In "The Other Path," De Soto argues that Peru's informal, underground, or "black" economy is good, more a solution to poverty than a problem.

The informals - street sellers, unlicensed taxi and bus drivers, shopkeepers, and owners of small illicit workshops - are forced to ply their trade illegally because of government regulations and bureaucracy. They survive through ingenuity and a basic entrepreneurial spirit. This could be harnessed for the national good if such legal essentials as land titles, the right to set up businesses, and access to credit were supplied.

Renewed US ties

De Soto has been quick to appreciate the need to link bilateral negotiations, including the reestablishment of Peru's relations with the international financial community, to the US's number one domestic problem, drugs.

The "Fujimori Doctrine," soon to be enshrined in a new bilateral agreement with the US, is almost pure De Soto.

It proposes crop substitution rather than jail terms for coca growers, along with providing land titles and the conditions for a real market economy. And De Soto personally recommended to the president two North American advisers, Ann Wroblewski and Edward Luttwak "to avoid future misunderstandings over development and interdiction," according to De Soto.

New Minister of the Economy Carlos Bolona and recently appointed Peruvian Ambassador to Washington Roberto MacLean are both ILD advisers. They use the language of ILD, emphasizing the need for "structural reforms," a favorite ILD theme.

Fujimori's political rise was nothing short of meteoric. But when he snatched second place behind Mario Vargas Llosa in last April's round of the presidential elections, he had no program beyond the slogan, "honesty, hard work, technology."

With De Soto's advice, Fujimori found enough material in ILD ideology to concoct a program between the April elections and the June runoff.

Despite its nominal think tank status, ILD is actively involved in institutional reform, from draft law stage through promotion, education, and implementation. It invites popular participation and holds public debates.

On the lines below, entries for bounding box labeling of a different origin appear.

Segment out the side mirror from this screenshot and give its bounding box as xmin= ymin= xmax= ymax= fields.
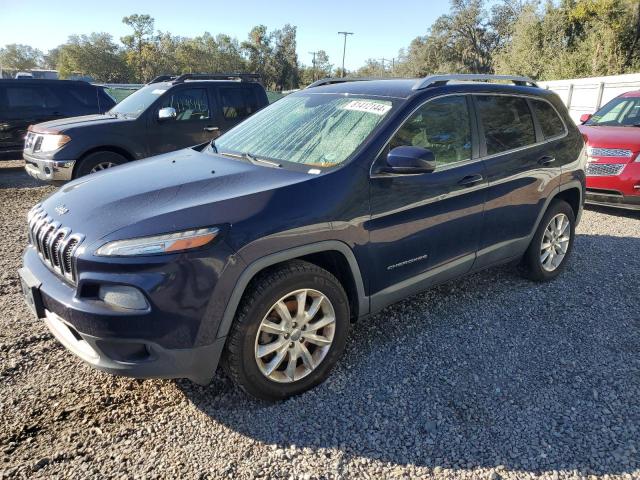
xmin=580 ymin=113 xmax=593 ymax=123
xmin=158 ymin=107 xmax=178 ymax=122
xmin=381 ymin=146 xmax=436 ymax=175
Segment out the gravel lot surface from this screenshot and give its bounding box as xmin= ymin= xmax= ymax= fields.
xmin=0 ymin=162 xmax=640 ymax=480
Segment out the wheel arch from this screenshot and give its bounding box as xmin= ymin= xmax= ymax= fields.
xmin=216 ymin=240 xmax=369 ymax=338
xmin=73 ymin=145 xmax=135 ymax=178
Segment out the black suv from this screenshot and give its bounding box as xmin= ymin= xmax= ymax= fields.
xmin=0 ymin=79 xmax=116 ymax=160
xmin=21 ymin=75 xmax=586 ymax=400
xmin=23 ymin=73 xmax=269 ymax=184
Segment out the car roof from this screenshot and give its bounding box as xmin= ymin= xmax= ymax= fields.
xmin=303 ymin=78 xmax=553 ymax=99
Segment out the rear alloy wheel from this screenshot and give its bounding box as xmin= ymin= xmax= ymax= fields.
xmin=520 ymin=200 xmax=576 ymax=282
xmin=75 ymin=151 xmax=127 ymax=178
xmin=222 ymin=260 xmax=350 ymax=401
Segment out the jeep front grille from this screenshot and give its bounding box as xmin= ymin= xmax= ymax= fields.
xmin=587 ymin=147 xmax=633 ymax=158
xmin=27 ymin=204 xmax=84 ymax=283
xmin=586 ymin=163 xmax=625 ymax=177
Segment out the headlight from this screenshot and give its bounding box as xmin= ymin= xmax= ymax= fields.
xmin=38 ymin=134 xmax=71 ymax=152
xmin=95 ymin=227 xmax=218 ymax=257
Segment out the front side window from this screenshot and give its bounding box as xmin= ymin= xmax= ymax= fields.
xmin=531 ymin=100 xmax=566 ymax=140
xmin=585 ymin=97 xmax=640 ymax=127
xmin=215 ymin=92 xmax=396 ymax=167
xmin=109 ymin=83 xmax=171 ymax=118
xmin=389 ymin=96 xmax=471 ymax=166
xmin=160 ymin=88 xmax=209 ymax=121
xmin=477 ymin=95 xmax=536 ymax=155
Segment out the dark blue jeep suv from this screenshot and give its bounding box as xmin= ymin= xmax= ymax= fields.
xmin=20 ymin=75 xmax=585 ymax=400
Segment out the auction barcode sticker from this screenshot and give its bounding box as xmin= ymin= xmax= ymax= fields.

"Administrative Simplification" - a series of measures cutting through Peru's notorious red tape - was the first major ILD-prepared law. Peru's Congress passed it unanimously. Legal registration of a business now takes one day instead of 300. Complex documentation requirements have been dramatically simplified, often substituted with a straightforward sworn declaration.

Peru-styled free market

The concept of a market economy is basic to De Soto's philosophy. But this means a market economy "made to measure for the people who live in that country ... not a model which looks ideal to foreign investors but which does not encourage popular participation because it was designed in New York," De Soto says. As evidence, he cites the failure of "the Bolivian model."

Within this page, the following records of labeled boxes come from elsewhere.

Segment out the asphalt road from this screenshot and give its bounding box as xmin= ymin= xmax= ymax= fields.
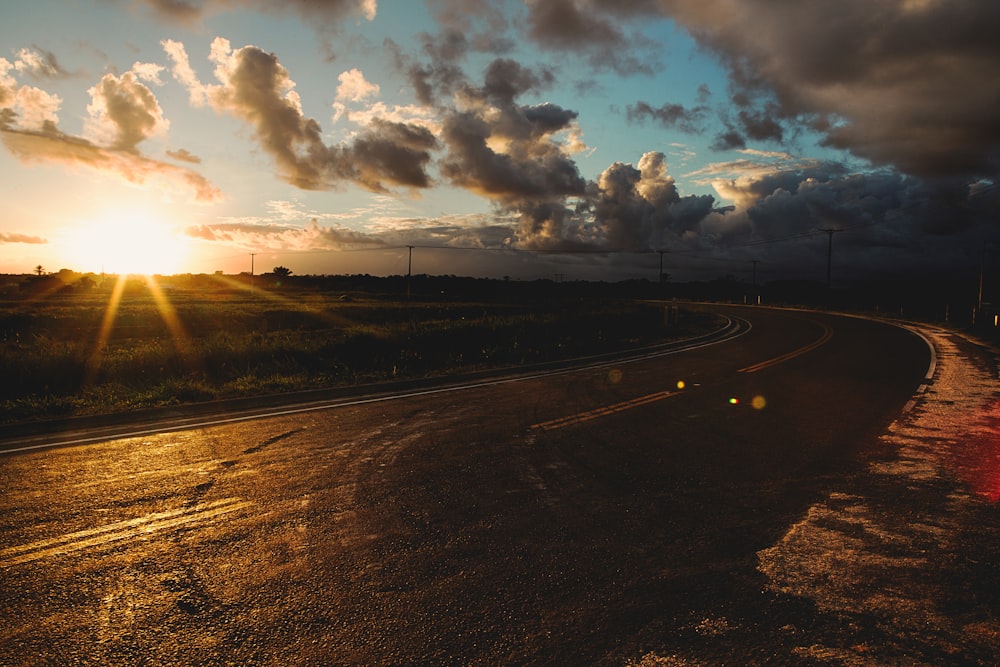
xmin=0 ymin=307 xmax=1000 ymax=665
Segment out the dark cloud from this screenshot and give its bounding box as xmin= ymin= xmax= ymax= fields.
xmin=164 ymin=38 xmax=437 ymax=192
xmin=440 ymin=107 xmax=585 ymax=205
xmin=662 ymin=0 xmax=1000 ymax=180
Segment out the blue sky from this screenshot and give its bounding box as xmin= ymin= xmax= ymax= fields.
xmin=0 ymin=0 xmax=1000 ymax=280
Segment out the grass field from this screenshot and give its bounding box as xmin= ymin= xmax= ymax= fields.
xmin=0 ymin=280 xmax=714 ymax=423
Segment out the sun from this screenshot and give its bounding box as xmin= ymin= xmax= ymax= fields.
xmin=69 ymin=210 xmax=189 ymax=275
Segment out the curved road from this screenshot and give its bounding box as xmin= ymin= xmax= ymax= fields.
xmin=0 ymin=307 xmax=933 ymax=665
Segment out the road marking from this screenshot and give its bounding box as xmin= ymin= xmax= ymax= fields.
xmin=736 ymin=323 xmax=833 ymax=373
xmin=0 ymin=498 xmax=253 ymax=567
xmin=0 ymin=318 xmax=752 ymax=456
xmin=531 ymin=391 xmax=680 ymax=431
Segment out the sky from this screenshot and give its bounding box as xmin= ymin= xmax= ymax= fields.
xmin=0 ymin=0 xmax=1000 ymax=284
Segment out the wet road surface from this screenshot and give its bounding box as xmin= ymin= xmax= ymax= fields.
xmin=0 ymin=308 xmax=1000 ymax=665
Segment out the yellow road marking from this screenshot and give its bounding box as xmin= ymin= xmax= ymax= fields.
xmin=531 ymin=391 xmax=680 ymax=431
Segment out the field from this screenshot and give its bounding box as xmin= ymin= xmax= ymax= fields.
xmin=0 ymin=285 xmax=712 ymax=423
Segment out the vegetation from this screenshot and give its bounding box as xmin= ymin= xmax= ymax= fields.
xmin=0 ymin=271 xmax=715 ymax=423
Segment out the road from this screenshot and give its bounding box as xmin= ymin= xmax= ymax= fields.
xmin=0 ymin=307 xmax=1000 ymax=665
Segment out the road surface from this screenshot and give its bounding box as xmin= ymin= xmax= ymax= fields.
xmin=0 ymin=307 xmax=1000 ymax=665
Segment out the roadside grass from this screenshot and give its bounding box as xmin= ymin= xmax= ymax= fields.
xmin=0 ymin=293 xmax=717 ymax=423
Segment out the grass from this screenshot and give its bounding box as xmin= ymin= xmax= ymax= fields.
xmin=0 ymin=292 xmax=715 ymax=423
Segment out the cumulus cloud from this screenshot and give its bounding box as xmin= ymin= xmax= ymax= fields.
xmin=0 ymin=58 xmax=222 ymax=202
xmin=167 ymin=148 xmax=201 ymax=164
xmin=14 ymin=46 xmax=70 ymax=80
xmin=163 ymin=38 xmax=437 ymax=192
xmin=87 ymin=71 xmax=170 ymax=153
xmin=336 ymin=68 xmax=380 ymax=102
xmin=526 ymin=0 xmax=659 ymax=74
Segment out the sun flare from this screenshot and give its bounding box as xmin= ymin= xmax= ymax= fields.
xmin=68 ymin=211 xmax=188 ymax=275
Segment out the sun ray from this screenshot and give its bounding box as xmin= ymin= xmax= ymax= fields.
xmin=84 ymin=276 xmax=126 ymax=386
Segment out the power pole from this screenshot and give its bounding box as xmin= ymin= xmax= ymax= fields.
xmin=406 ymin=245 xmax=413 ymax=299
xmin=819 ymin=227 xmax=843 ymax=291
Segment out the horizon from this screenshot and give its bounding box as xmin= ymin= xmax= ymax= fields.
xmin=0 ymin=0 xmax=1000 ymax=282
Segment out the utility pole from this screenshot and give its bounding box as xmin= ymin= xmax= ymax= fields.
xmin=819 ymin=227 xmax=843 ymax=291
xmin=406 ymin=245 xmax=413 ymax=299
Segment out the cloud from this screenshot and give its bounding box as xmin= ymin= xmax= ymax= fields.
xmin=626 ymin=101 xmax=708 ymax=134
xmin=662 ymin=0 xmax=1000 ymax=180
xmin=163 ymin=38 xmax=437 ymax=192
xmin=167 ymin=148 xmax=201 ymax=164
xmin=0 ymin=232 xmax=48 ymax=244
xmin=137 ymin=0 xmax=378 ymax=29
xmin=335 ymin=68 xmax=380 ymax=102
xmin=0 ymin=58 xmax=222 ymax=202
xmin=526 ymin=0 xmax=659 ymax=75
xmin=87 ymin=71 xmax=170 ymax=153
xmin=14 ymin=46 xmax=70 ymax=80
xmin=0 ymin=128 xmax=222 ymax=203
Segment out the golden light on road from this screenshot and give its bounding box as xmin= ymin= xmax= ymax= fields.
xmin=66 ymin=209 xmax=189 ymax=275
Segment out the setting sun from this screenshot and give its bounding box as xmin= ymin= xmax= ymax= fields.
xmin=67 ymin=211 xmax=188 ymax=275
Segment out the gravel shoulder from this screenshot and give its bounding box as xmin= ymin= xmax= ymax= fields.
xmin=748 ymin=326 xmax=1000 ymax=665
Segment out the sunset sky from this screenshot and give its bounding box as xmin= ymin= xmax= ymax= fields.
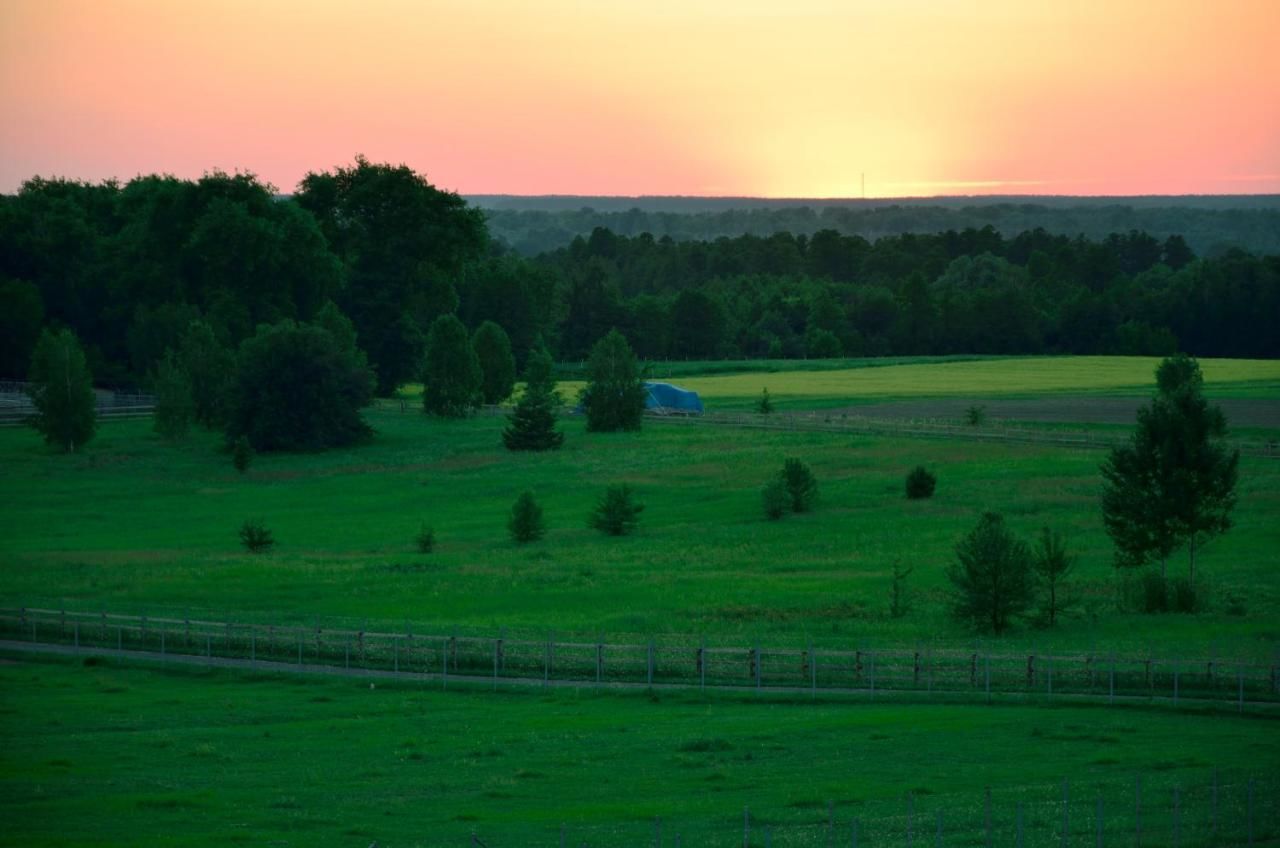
xmin=0 ymin=0 xmax=1280 ymax=197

Educated in Canada, the US, and Switzerland, De Soto often prefers speaking English to Spanish or French. He first worked as managing director of a Swiss engineering consultancy. Returning to his native Peru in 1979 to run an old mine, he founded the ILD in 1980, the year Peru returned to democracy after more than a decade of military rule.

Although he has been intimately involved in negotiations with the International Monetary Fund and other multilateral organizations on debt and new financing, De Soto believes that most of the reforms Peru needs are internal and structural. Peruvians wrongly tend to blame outside causes for their hardships, he says.

De Soto, unlike his critics, has no problem with the ILD's influential but informal position.

"One characteristic of all modern states is that power is not concentrated in ministries," he says.

He believes in specialist "supra-ministerial" bodies such as the proposed Autonomous Alternative Development Authority to coordinate the anti-drugs initiative, and a Hong Kong-style Committee Against Corruption.

De Soto has several times refused formally to participate in government. "Those who do perform a great service, but 95 percent of their time is spent putting out fires. They have no chance to create new things as the ILD does."